You are viewing a plain text version of this content. The canonical link for it is here.
Posted to user@mahout.apache.org by Madhusudan Joshi <ma...@gmail.com> on 2011/04/13 08:22:27 UTC

Choosing appropriate values for T1 and T2 for canopy clustering

I am been using kmeans to cluster some data. For initial cluster I used
random seed but that resulted in most of the documents (more than 70%) being
clustered in a single cluster. So I want to use canopy clustering to create
initial clusters but I am having problems selecting suitable values for T1
and T2. Is there any method to calculate the appropriate values depending
upon the number of documents used for clustering? Any help will be
appreciated.

-- 
Everything we hear is an opinion, not a fact.
Everything we see is perspective, not the truth.

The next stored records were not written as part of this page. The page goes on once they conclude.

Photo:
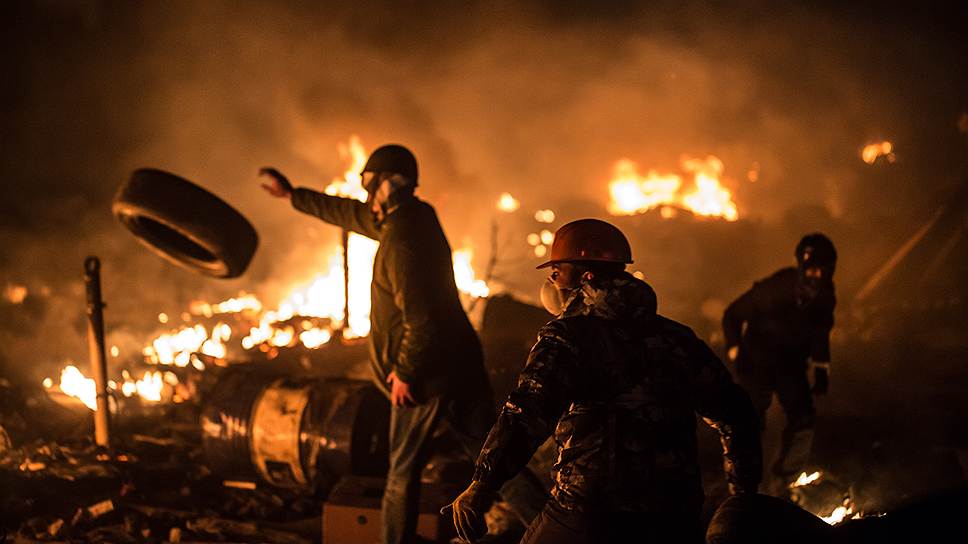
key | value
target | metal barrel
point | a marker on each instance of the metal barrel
(295, 431)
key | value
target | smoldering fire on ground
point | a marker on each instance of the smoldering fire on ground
(823, 146)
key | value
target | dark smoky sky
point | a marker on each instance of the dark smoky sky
(538, 99)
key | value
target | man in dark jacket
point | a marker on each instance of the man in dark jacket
(619, 387)
(425, 355)
(771, 331)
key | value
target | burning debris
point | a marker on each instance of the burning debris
(874, 151)
(507, 203)
(822, 495)
(631, 193)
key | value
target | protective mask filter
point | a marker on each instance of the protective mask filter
(551, 298)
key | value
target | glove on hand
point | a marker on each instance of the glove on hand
(468, 511)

RE: Choosing appropriate values for T1 and T2 for canopy clustering

Posted by Jeff Eastman <je...@Narus.com>.
The T2 value you select will determine the number of clusters you get. The T1 value determines how much points which are near to each cluster will influence it in the final centroid calculation. Your choice of distance measure will also have a big impact upon the outcome. If T2 is too small you will get too many clusters; in the limit equal to the number of input vectors. If it is too large you will get a single cluster. I find a few iterations where I double/half the T2 value will pretty quickly converge on a reasonable set of clusters. If this does not happen then pick a different distance measure.

-----Original Message-----
From: Madhusudan Joshi [mailto:madhusudanrjoshi@gmail.com] 
Sent: Tuesday, April 12, 2011 11:22 PM
To: user@mahout.apache.org
Subject: Choosing appropriate values for T1 and T2 for canopy clustering

I am been using kmeans to cluster some data. For initial cluster I used
random seed but that resulted in most of the documents (more than 70%) being
clustered in a single cluster. So I want to use canopy clustering to create
initial clusters but I am having problems selecting suitable values for T1
and T2. Is there any method to calculate the appropriate values depending
upon the number of documents used for clustering? Any help will be
appreciated.

-- 
Everything we hear is an opinion, not a fact.
Everything we see is perspective, not the truth.